2018年、「823砲戦」60週年の際に、時の厳徳発・国防部長(防衛大臣)が参加、翌2019年の61週年の際には、当時の蔡英文・総統が初めて金門に赴き、セレモニーを執り行いました。頼・総統は今回、総統就任初年度で追悼式典を執り行うこととなりました。

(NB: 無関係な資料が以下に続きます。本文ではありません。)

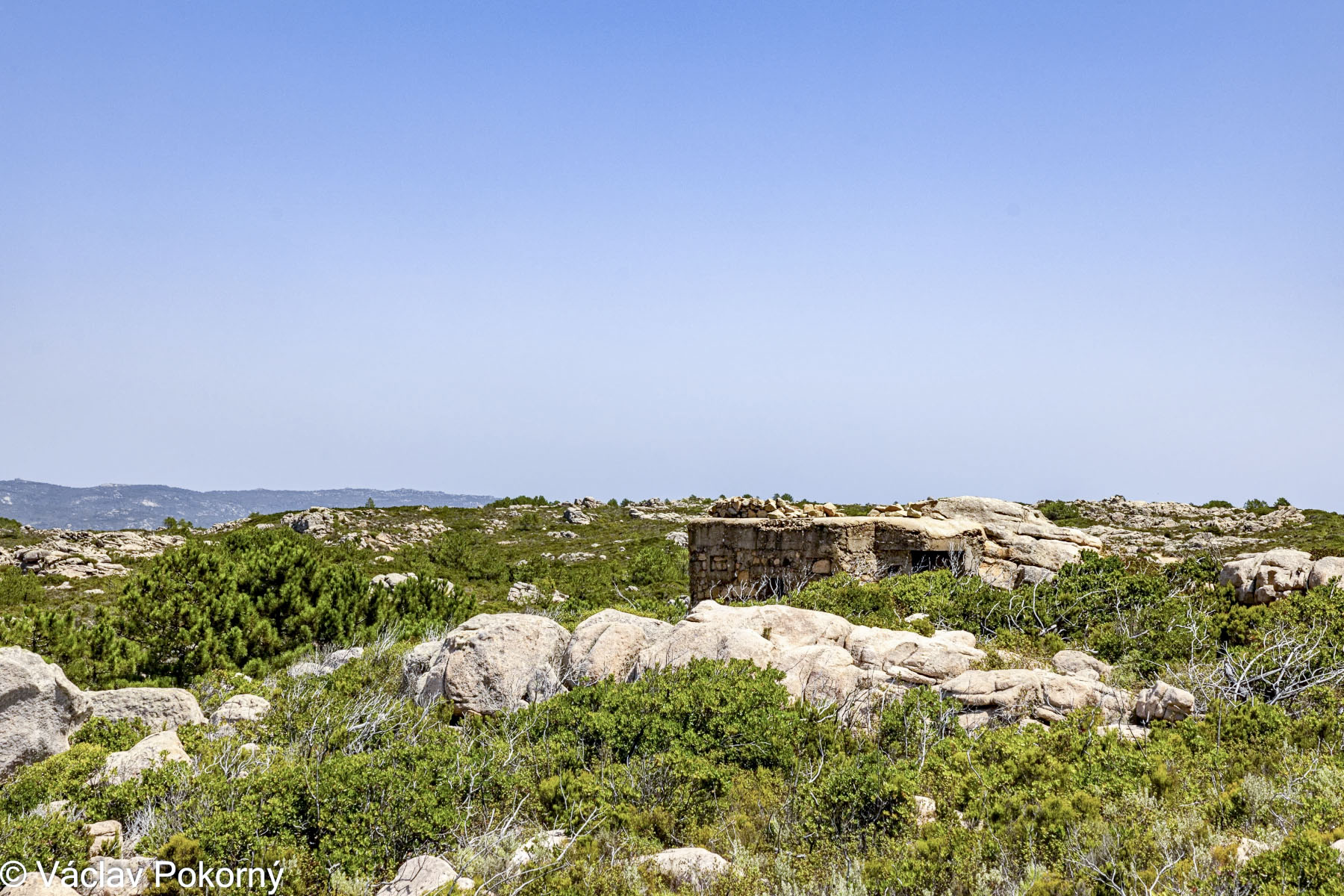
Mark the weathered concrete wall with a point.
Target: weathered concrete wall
(744, 559)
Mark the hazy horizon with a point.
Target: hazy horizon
(859, 253)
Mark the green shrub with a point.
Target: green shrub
(660, 563)
(732, 712)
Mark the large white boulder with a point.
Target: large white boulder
(1081, 665)
(1261, 578)
(241, 707)
(37, 886)
(420, 875)
(154, 751)
(690, 641)
(1325, 571)
(417, 662)
(1023, 546)
(1042, 694)
(820, 673)
(40, 709)
(912, 657)
(1164, 702)
(687, 867)
(497, 662)
(608, 642)
(161, 709)
(785, 628)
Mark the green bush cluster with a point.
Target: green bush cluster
(349, 777)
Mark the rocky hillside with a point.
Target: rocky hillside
(146, 507)
(517, 699)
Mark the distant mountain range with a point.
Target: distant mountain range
(144, 507)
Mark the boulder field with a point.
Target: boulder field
(1269, 575)
(497, 662)
(40, 709)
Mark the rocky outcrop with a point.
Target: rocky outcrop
(40, 709)
(152, 753)
(390, 581)
(687, 867)
(1164, 702)
(504, 662)
(1269, 575)
(1325, 571)
(495, 662)
(1021, 544)
(1172, 527)
(912, 657)
(1043, 695)
(82, 555)
(606, 645)
(745, 508)
(329, 665)
(241, 707)
(315, 521)
(1081, 665)
(104, 836)
(35, 886)
(824, 657)
(421, 875)
(161, 709)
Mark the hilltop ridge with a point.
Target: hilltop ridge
(144, 507)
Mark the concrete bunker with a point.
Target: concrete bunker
(761, 558)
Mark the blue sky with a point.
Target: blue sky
(853, 252)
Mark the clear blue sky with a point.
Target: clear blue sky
(844, 250)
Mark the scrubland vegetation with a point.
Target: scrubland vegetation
(351, 777)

財団法人国策研究院文教基金会でシニア顧問をつとめる開南大学国家及び地域発展研究センターの陳文甲・主任は、かつて「823砲戦」に関心が低かった与党・民進党の態度の変化について、このような変化は象徴的な意義と実質的な意義をもつと指摘、前者についていえば、民進党は過去、国民党が主導した軍事面における中共への抵抗に対して冷淡であったが、近年、「823砲戦」を少しずつ重視し始めており、同党の歴史認識への変化に加え、社会的な結束を象徴していると指摘しました。

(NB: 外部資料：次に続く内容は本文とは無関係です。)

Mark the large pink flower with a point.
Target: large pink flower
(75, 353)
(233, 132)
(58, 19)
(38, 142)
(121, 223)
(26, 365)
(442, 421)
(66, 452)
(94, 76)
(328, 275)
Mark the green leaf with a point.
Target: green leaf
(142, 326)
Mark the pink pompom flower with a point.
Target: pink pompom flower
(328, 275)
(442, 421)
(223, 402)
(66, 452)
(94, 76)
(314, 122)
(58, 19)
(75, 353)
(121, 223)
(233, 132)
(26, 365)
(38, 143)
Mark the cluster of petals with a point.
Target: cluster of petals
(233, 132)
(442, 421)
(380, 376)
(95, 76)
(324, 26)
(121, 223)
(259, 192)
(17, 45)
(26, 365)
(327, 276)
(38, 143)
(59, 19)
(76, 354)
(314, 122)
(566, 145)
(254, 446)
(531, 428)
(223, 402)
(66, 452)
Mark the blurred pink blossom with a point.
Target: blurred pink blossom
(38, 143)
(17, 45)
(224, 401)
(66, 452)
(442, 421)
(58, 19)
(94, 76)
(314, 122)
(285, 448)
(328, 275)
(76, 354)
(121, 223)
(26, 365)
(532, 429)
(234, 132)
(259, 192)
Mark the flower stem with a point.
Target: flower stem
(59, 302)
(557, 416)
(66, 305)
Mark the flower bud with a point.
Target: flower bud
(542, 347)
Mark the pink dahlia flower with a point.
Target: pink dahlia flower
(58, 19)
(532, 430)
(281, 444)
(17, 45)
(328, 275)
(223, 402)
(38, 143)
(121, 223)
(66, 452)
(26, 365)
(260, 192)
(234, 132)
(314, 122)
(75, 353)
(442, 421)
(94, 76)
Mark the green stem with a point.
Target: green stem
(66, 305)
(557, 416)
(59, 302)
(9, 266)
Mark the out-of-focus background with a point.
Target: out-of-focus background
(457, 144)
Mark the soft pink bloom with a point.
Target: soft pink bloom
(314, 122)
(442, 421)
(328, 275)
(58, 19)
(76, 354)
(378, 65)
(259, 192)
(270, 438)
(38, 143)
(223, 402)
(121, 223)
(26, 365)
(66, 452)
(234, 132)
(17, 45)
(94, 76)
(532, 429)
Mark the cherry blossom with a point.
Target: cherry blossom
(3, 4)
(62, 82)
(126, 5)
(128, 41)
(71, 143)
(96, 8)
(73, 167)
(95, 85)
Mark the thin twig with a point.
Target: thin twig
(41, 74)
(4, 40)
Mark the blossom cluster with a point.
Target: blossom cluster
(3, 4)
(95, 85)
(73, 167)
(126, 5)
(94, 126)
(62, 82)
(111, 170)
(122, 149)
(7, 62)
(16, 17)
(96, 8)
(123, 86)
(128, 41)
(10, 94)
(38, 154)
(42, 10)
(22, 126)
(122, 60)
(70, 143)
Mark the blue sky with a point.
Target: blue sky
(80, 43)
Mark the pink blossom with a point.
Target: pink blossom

陳文甲・主任はまた、実質的な意義について、頼政権のこうした行いは、国軍の支持を揺るぎないものとするほか、「823砲戦」を記念することで、ナショナルアイデンティティを強め、台湾内部のコンセンサスを固め、外部の脅威に対する抵抗力を引き上げ、平和の為の四つの柱のうちの一つ、抑止力の確立を実行できると指摘しました。
陳・主任はそして、「『823砲戦』は台湾の軍隊の輝かしい歴史を示すものだ。頼・総統が自ら式典を執り行うことは、国軍の頼政権への支持を固め、国軍と国民との関係をより深めることにつながる」と指摘しました。
陳・主任はさらに、前線としての金門の重要性を見落としてはいけないと強調、地政学的、戦略的な意義のみならず、金門は、台湾海峡両岸が互いに隷属しないことの象徴であり、同時に、国際社会に向け、台湾の揺るぎない姿勢と防衛への決意を示し、世界からの支持を確かにする意味合いもある、と述べました。